Ces deux approches ne sont pas mutuellement exclusives. Il existe un accord général sur le fait que les agents armés devraient toujours répondre aux crimes violents, comme un tireur actif, et que l'activité définitivement non criminelle et non violente devrait être déléguée à des institutions alternatives. Il existe également une poignée de solutions hybrides qui combinent les approches - par exemple, des modèles de collaboration entre la police et d'autres agences ou organisations à but non lucratif qui répondent conjointement à des problèmes tels que l'itinérance ou la santé mentale. Ou la "civilisation" des services de police : l'embauche de professionnels non armés sans pouvoir d'arrestation pour s'acquitter de certaines responsabilités policières, comme l'ont fait de nombreux pays européens.

Mais une fois que vous entrez dans les détails, des compromis difficiles émergent. Il existe de nombreux cas où il existe une ambiguïté légitime quant à savoir si une situation va dégénérer en violence : comme lorsqu'un appelant au 911 n'est pas sûr si ce qu'il voit est un homme dans une aire de jeux avec une arme mortelle ou un jeune adolescent jouant avec un pistolet jouet, ou lorsqu'une femme aux prises avec une grave crise de santé mentale menace les autres avec un couteau. Dans des cas comme ceux-là, envoyons-nous des premiers intervenants non armés et risquons-nous de les mettre, ainsi que d'autres, en danger? Ou envoyons-nous des policiers armés et risquons-nous de recourir inutilement à la force de l'État contre des civils ?

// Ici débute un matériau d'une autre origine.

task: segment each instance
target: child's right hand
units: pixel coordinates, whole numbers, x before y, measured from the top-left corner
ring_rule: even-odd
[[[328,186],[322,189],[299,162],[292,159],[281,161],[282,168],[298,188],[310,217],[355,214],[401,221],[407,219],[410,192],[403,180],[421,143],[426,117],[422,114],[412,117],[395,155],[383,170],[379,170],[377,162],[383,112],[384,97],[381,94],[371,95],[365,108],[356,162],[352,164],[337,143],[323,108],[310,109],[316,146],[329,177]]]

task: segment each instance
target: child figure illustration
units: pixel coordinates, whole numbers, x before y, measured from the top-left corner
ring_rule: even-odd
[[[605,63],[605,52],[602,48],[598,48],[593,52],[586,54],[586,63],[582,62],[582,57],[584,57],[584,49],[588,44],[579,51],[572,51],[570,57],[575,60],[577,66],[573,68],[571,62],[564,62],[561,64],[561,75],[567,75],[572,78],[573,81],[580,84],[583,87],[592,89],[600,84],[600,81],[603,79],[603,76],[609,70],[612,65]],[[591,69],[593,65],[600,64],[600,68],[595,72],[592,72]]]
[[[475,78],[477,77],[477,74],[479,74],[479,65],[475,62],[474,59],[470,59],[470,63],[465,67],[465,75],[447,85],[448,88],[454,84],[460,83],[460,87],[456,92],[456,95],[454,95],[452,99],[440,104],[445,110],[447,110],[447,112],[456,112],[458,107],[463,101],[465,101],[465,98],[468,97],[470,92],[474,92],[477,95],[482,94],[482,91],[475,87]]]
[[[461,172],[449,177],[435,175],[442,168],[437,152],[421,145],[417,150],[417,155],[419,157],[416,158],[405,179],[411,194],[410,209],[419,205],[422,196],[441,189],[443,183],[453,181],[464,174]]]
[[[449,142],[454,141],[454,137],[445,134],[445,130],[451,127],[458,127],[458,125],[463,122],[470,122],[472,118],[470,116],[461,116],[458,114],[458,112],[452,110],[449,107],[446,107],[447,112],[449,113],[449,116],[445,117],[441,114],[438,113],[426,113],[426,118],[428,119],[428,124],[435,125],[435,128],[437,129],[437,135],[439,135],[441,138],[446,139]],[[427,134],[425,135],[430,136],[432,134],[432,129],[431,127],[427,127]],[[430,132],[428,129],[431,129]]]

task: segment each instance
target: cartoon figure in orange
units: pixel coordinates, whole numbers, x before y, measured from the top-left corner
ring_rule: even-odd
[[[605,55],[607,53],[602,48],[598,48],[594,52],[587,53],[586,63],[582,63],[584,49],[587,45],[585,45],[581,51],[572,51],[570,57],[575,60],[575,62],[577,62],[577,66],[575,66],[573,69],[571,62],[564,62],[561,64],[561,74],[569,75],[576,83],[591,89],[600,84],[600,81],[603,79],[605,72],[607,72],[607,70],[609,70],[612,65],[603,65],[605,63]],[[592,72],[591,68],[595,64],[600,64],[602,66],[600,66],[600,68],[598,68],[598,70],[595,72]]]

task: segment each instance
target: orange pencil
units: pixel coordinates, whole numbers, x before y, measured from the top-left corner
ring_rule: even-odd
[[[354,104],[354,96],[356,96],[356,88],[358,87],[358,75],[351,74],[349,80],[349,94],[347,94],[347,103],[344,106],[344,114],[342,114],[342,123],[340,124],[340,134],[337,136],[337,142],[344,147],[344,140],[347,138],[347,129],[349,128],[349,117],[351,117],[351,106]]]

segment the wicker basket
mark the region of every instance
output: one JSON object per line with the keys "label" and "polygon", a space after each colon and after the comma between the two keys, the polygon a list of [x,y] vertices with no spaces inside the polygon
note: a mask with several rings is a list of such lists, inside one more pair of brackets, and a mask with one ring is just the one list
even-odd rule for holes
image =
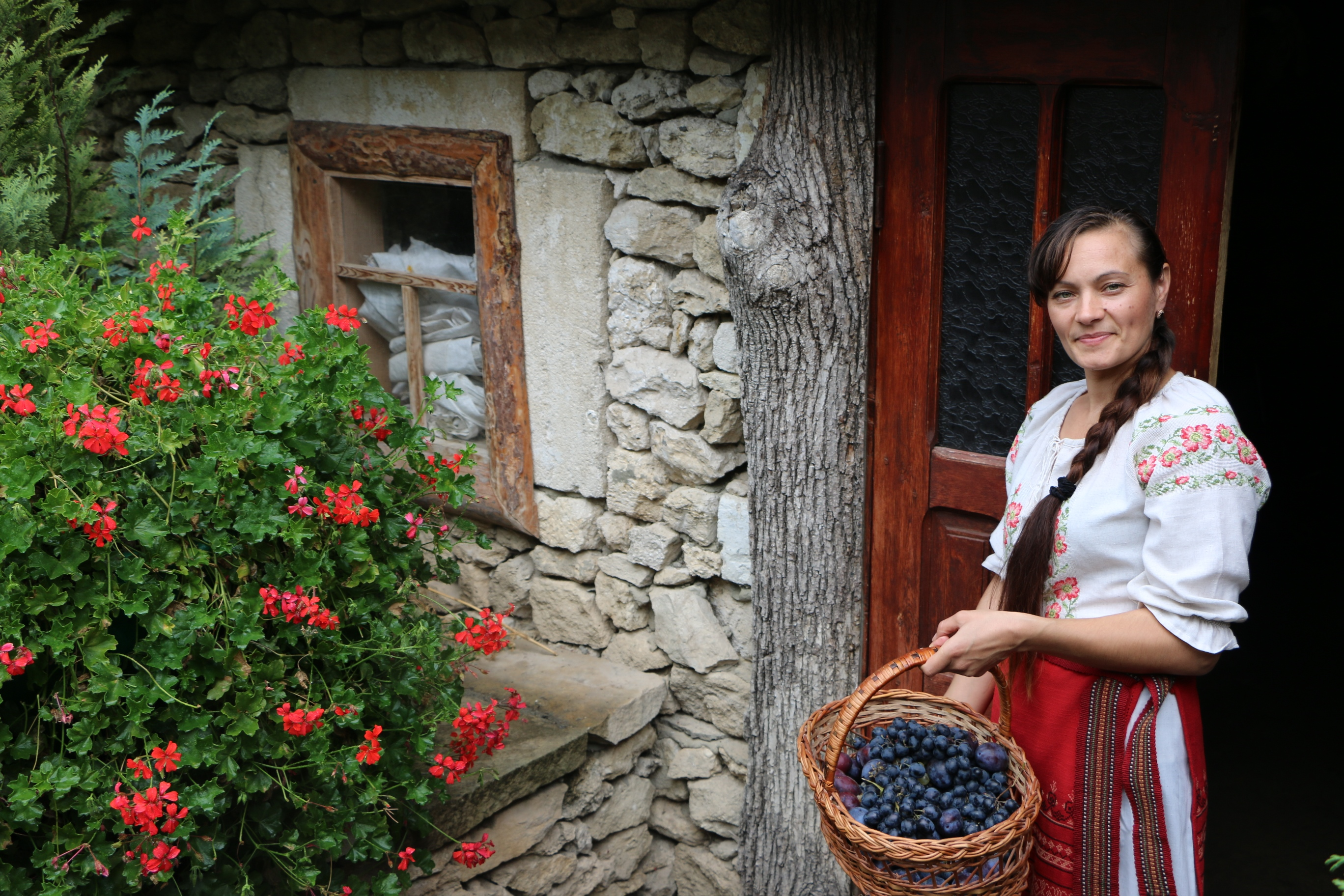
{"label": "wicker basket", "polygon": [[[995,725],[969,707],[946,697],[914,690],[883,690],[892,678],[922,666],[934,650],[923,647],[895,660],[868,677],[845,700],[817,709],[798,732],[798,760],[821,809],[821,833],[841,868],[866,896],[927,896],[930,893],[1024,893],[1031,858],[1031,827],[1040,813],[1040,785],[1021,748],[1008,736],[1012,704],[1008,682],[993,669],[999,684],[1000,721]],[[849,731],[868,736],[874,724],[895,717],[925,725],[953,724],[1008,751],[1008,786],[1020,803],[1004,822],[966,837],[910,840],[890,837],[860,825],[849,815],[835,789],[836,760]],[[997,861],[992,861],[997,860]],[[954,872],[937,884],[939,872]]]}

"C'est une conversation qui doit avoir lieu avec les communautés", déclare Tracie L. Keesee, ancienne policière de Denver et cofondatrice du Center for Policing Equity. « Où voulez-vous des policiers et où ne les voulez-vous pas ? Qui préféreriez-vous voir se présenter ? Quelles qualités aimeriez-vous que vos policiers aient ? »

Réinventer le rôle que joue la police dans notre société est loin d'être anti-police. De nombreux policiers reconnaissent que notre approche unique actuelle en matière de sécurité publique est fondamentalement brisée. Ils déplorent le fait que nous demandions à la police de résoudre beaucoup trop de nos problèmes sociaux etne leur donnez pas la formation ou les ressources dont ils ont besoin pour le faire, puis pointez-les du doigtquand ils échouent inévitablement.

"La raison pour laquelle je pense que nous devons repenser la police, c'est parce que je me soucie de la police", déclare Rizer, l'ancien officier et chercheur de R Street. "Je veux rendre à nouveau la police prestigieuse - pas le prestige du pouvoir, mais le prestige du respect. Mais pour ce faire, nous devons arrêter de sous-financer tout le reste et de laisser la police tenir un sac de merde."